Suddenly she heard her mother out in the hallway. “Have any of you seen Ashley?” Her voice was tight with anxiety. “She was supposed to have been on that last bus.”

Ashley ran toward the doorway. She stopped and gave a last look over her shoulder at Luke. “I'm sorry. I wish I could go with you, but…”

Luke grinned and gave Ashley a mock salute. “That wish is good enough for me,” he said.

That night Ashley went to sleep clutching her lucky stone. As she slept, she dreamed she was walking into the mountains with Luke, climbing the jagged rocks, clinging to rough, broken walls. But when she looked around, Luke wasn't there. She was alone with the mountains, tall and dark, looming overhead and slowly closing in on her. She woke up gasping with fear, her heart racing.
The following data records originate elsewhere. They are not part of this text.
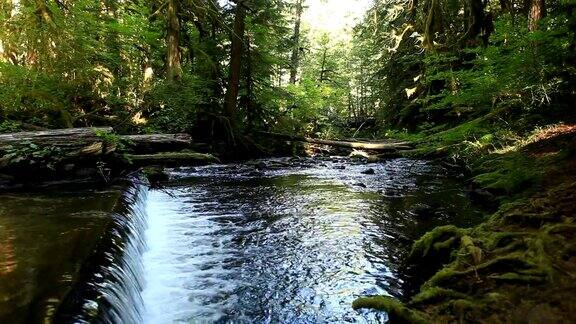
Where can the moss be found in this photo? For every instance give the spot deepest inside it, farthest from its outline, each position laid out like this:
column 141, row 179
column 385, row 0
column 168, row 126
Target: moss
column 438, row 242
column 434, row 295
column 474, row 251
column 397, row 312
Ashley didn't see Luke before she left for the set, and he wasn't waiting for the bus when she arrived. Where was he? As the thickening clouds grew darker, Ashley's spirits did, too. Why hadn't he come to see her?

“Good sky,” the director said.

“Yeah,” his assistant answered. “Just right.”

But Ashley shivered when she looked up at the clouds. Dark streaks of shadow spread up and down the rocky outcrops of Mount Kinesava, reds and golds suddenly deepening to maroons and grays. The quickly changing light seemed to make faces appear and disappear in the rocks, all of them scowling down at the people who had invaded their valley.

Dusk came quickly, and with it Luke. He suddenly appeared at Ashley's side and took her hand.

“Board your buses,” someone called. Actors, extras, and crew began tiredly walking toward the buses.

“Come with me,” Luke said to Ashley.

She tried to say no, but the word wouldn't form. Instead she began to walk beside him toward the mountains. But glancing back at the buses, she hesitated. “I can't miss the bus,” Ashley said. “There's no other way to get back to St. George.”

“You wished to come with me. Remember? Now your wish is coming true,” Luke said.

Ashley wanted to tell him that she couldn't, that she really didn't want to. She wanted to ask how he knew about wishes she had never spoken aloud, but she said nothing. His voice was so commanding she followed without complaint.

Luke led her to a rise behind the scraggly-limbed
mulberry trees near the small cemetery she had visited before. He stopped under the dark shadows of one of the mulberries and rested one arm around Ashley's shoulders. “We'll stop here for a moment,” he said. “It's time for your first wish to come true.”